Adventmail 2017/16 (Thema Geheimnisse)

Von Wurmlöchern bekam ich zum ersten Mal etwas mit, als ich mich an Flipperautomaten versuchte. Ohne zu verstehen, was das überhaupt sein soll. Nicht dass ich das jetzt behaupten würde, wo ich das als astronomisches Phänomen (das immerhin schon vor 82 Jahren von Albert Einstein und Nathan Rosen erstmals beschrieben wurde) zuzuordnen weiß.
Der Begriff „Wormhole“ wurde 1957 vom US-Physiker John Archibald Wheeler geprägt; er stellte eine Analogie zwischen der gekrümmten Raumzeit und der Theorie, dass räumliche und zeitliche Distanzen im Weltall „abkürzbar“ sind, und einem Wurm her, der sich durch einen Apfel hindurchfrisst.

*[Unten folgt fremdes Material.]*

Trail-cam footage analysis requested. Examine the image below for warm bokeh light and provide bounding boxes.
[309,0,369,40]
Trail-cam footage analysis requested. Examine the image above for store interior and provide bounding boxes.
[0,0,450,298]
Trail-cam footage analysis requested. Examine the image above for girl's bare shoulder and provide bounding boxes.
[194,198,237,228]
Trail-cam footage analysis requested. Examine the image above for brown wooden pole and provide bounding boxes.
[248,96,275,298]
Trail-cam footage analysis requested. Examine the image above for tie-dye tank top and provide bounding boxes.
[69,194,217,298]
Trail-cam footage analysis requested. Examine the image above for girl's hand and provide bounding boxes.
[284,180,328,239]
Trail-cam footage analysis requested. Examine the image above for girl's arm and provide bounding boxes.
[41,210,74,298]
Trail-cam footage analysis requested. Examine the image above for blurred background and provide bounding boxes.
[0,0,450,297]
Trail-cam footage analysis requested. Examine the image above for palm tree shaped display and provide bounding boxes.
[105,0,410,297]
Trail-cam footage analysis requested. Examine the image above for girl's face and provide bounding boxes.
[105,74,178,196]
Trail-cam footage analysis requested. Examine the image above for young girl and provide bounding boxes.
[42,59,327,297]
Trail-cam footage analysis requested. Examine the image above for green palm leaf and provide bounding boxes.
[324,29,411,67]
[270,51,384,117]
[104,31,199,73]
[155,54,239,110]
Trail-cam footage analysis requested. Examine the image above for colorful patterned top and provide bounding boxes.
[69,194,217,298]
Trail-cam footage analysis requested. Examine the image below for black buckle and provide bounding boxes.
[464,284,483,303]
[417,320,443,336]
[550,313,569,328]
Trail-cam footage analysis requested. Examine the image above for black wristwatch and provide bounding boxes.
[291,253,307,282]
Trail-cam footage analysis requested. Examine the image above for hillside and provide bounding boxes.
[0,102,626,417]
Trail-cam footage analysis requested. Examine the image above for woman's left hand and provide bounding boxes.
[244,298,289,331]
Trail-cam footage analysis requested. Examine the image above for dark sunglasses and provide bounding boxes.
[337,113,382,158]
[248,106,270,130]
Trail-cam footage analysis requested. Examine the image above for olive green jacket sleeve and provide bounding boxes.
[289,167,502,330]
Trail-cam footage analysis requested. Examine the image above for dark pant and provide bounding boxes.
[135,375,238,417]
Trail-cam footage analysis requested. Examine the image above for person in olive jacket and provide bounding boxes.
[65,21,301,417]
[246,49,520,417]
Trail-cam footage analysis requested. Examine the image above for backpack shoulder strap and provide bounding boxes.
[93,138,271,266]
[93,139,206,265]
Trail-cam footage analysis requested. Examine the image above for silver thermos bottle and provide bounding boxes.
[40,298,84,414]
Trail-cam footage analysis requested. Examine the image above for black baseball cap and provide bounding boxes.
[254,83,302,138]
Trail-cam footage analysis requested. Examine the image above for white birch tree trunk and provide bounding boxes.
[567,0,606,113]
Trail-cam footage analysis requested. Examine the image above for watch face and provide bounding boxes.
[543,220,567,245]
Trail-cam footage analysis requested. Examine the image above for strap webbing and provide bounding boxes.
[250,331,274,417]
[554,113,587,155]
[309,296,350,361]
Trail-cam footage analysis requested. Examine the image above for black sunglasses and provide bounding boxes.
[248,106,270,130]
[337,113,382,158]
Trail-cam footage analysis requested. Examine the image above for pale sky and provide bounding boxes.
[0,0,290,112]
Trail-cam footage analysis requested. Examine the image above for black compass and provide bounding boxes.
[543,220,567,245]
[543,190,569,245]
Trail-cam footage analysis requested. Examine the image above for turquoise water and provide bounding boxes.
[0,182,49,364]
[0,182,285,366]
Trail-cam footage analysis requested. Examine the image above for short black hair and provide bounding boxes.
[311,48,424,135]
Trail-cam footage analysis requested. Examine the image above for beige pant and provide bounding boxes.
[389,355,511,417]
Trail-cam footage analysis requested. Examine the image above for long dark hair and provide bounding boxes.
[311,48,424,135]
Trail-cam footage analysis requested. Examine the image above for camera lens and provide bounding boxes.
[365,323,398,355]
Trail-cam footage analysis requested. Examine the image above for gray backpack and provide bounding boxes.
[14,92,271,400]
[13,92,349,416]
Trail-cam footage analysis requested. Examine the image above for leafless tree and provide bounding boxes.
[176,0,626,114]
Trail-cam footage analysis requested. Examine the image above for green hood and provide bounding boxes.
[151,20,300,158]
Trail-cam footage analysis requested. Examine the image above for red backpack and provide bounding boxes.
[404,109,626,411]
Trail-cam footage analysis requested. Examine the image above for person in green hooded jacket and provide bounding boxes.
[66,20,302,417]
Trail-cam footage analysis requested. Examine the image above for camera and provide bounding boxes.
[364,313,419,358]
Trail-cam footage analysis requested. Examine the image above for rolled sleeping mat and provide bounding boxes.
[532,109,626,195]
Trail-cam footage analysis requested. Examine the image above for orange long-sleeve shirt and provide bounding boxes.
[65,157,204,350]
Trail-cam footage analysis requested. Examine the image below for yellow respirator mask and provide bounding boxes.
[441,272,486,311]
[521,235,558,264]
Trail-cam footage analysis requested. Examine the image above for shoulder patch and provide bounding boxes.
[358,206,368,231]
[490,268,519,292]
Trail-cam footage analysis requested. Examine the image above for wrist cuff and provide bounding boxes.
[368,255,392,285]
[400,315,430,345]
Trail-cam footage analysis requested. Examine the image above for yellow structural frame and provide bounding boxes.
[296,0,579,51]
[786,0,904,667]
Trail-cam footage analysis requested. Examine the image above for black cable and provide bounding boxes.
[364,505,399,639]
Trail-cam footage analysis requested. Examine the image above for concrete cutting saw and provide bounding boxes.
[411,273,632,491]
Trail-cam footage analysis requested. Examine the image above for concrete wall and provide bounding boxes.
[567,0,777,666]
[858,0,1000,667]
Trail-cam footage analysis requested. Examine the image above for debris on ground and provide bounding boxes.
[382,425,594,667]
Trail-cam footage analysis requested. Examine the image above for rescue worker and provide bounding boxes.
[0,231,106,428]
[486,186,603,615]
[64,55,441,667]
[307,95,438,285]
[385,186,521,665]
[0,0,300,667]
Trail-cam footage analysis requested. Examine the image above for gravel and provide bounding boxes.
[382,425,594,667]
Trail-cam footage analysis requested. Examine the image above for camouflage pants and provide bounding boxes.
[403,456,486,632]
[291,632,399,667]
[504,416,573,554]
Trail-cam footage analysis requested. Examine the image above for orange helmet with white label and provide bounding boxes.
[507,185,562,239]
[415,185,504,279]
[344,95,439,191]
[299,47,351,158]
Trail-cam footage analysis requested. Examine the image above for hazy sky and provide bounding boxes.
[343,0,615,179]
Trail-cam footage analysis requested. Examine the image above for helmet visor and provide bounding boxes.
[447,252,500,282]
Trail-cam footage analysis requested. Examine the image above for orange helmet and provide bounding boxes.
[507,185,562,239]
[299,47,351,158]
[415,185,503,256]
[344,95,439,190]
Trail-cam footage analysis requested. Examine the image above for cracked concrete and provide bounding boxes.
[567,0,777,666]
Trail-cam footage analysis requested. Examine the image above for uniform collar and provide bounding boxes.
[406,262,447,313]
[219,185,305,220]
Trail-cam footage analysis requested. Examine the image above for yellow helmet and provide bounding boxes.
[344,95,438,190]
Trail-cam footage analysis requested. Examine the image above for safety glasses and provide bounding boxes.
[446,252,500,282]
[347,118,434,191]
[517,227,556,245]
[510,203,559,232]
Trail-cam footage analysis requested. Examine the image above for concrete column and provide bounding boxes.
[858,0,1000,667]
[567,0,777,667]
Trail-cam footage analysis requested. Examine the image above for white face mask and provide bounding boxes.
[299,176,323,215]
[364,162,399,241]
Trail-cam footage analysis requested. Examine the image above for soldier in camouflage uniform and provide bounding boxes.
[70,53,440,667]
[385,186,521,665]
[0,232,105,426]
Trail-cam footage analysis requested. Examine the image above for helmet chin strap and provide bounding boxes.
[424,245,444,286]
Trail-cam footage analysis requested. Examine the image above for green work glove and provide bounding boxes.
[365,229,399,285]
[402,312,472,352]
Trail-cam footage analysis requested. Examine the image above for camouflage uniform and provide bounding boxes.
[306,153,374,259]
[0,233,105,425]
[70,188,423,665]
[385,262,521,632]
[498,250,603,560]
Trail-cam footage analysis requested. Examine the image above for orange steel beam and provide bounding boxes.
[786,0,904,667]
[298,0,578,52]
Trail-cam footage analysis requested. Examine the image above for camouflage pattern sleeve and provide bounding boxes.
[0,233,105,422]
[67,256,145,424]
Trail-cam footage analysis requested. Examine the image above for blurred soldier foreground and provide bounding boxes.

Anschaulich, wenn auch einem begrenzten Geist wie meinem nicht verständlich, wurden Wurmlöcher in dem sehenswerten Science-Fiction-Film „Interstellar“ gemacht, in dem der Astronaut Cooper (Matthew McConaughey) seiner inzwischen zur Greisin gewordenen Tochter Murphy (Jessica Chastain) nach einer Reise durch ein Wurmloch wieder begegnet. Und das sei nicht nur ein bloßes Hirngespinst, hieß es: Wissenschaftlicher Berater bei dem Filmprojekt war Kip Thorne, ein US-Wissenschaftler und Schüler von John Archibald Wheeler.
Ehrlich gesagt, ich schnall schon nicht, dass der bis ins 19. Jahrhundert unhinterfragte physikalische Raum unserer Alltagserfahrung durch Einstein und Co. durch eine vierdimensionale „Raumzeit“ abgelöst wurde, und auch nicht, dass die gigantischen Distanzen im All durch experimentell noch gar nicht bewiesene, jedenfalls aber instabile Wurmlöcher überwindbar sein könnten. Ein tiefes Geheimnis bleibt wohl nicht nur für mich die unbestrittene Tatsache, dass das Universum rund 14 Milliarden Jahre alt ist und sich seit dem Urknall in wahnwitziger Geschwindigkeit ausdehnt: Die entferntesten Objekte, deren Licht wir heute wahrnehmen können, befanden sich zu der Zeit, als sie dieses Licht aussandten, in einer Entfernung von 40 Millionen Lichtjahren zur Erde (die Entfernung zwischen Erde und Mond beträgt ungefähr 1,3 Lichtsekunden). Heute trennen uns von diesen Objekten 46,6 Milliarden Lichtjahre.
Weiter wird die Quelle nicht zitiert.